Search code examples
c#async-awaitconcurrencyiasyncenumerable

Why isn't my async method called immediately in C#


Caller:

var snapshotMessages = snapshotRepository.GetMessages();
_ = Console.Error.WriteLineAsync("Loading XML timetables...");
// some lengthy operation which loads a large dataset from a SQL database
await foreach (var item in snapshotMessages) {
    // process the item
}

Callee:

    public async IAsyncEnumerable<Pport> GetMessages() {
        Console.Error.WriteLine("Start getting messages");
        var timestamp = DateTime.MinValue;
        // some code which start downloading a large file from FTP
    }

I want to parallelise the database loading and the download. However, the "Start getting messages" line doesn't appear, which indicate the program doesn't behave in parallel as I expect.

The documentation says that:

An async method runs synchronously until it reaches its first await expression, at which point the method is suspended until the awaited task is complete. In the meantime, control returns to the caller of the method, as the example in the next section shows.

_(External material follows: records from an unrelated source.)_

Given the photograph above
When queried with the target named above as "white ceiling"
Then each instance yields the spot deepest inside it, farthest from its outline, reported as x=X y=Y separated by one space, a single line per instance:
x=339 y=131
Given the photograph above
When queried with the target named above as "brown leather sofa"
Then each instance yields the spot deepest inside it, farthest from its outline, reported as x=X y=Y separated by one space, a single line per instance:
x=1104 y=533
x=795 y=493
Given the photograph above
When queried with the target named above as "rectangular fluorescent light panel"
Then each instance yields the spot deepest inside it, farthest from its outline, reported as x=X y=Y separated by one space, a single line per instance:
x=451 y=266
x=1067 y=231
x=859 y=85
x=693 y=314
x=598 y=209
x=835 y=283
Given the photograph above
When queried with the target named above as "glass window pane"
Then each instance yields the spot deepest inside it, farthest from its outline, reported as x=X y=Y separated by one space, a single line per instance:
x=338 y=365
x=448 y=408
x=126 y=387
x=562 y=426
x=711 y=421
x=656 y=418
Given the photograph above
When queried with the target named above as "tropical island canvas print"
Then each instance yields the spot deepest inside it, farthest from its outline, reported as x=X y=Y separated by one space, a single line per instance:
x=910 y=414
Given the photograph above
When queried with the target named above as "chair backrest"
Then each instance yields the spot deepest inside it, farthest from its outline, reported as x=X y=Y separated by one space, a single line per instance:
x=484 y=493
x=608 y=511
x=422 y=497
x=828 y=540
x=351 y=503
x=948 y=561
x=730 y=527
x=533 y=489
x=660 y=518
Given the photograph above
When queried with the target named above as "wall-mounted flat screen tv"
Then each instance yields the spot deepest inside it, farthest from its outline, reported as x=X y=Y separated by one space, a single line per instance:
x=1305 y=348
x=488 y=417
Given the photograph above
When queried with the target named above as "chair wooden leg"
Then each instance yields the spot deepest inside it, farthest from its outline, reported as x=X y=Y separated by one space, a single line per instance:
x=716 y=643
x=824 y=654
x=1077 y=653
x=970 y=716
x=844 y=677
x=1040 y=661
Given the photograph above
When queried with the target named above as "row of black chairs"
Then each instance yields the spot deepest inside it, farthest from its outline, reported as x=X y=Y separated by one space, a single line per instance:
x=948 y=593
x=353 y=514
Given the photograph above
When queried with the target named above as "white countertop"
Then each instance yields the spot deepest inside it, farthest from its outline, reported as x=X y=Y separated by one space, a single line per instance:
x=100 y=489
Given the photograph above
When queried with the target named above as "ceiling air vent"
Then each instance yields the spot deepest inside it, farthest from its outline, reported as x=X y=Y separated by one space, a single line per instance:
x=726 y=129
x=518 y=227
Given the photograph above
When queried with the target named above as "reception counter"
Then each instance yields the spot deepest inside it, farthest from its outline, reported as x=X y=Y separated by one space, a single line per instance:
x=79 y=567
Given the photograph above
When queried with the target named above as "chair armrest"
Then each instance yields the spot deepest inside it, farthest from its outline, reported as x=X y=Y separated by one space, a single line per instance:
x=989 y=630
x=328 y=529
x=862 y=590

which doesn't seem to be true here. What have I done wrong?


Solution

  • Iterators - both synchronous and asynchronous - have deferred execution - basically, the state machine is inactive until the actual foreach. However, you can fix this easily by restructuring a little:

    public IAsyncEnumerable<Pport> GetMessages()
    {
        // note: this is neither "async" nor has "yield"
    
        Console.Error.WriteLine("Start getting messages");
        var timestamp = DateTime.MinValue;
        return GetMessagesCore(timestamp);
    }
    private async IAsyncEnumerable<Pport> GetMessagesCore(DateTime timestamp)
    {
        // some code which start downloading a large file from FTP
        ... yield etc
    } 
    

    This approach is also often used to allow only the private method to have the [EnumeratorCancellation] CancellationToken cancellationToken parameter for use with WithCancellation()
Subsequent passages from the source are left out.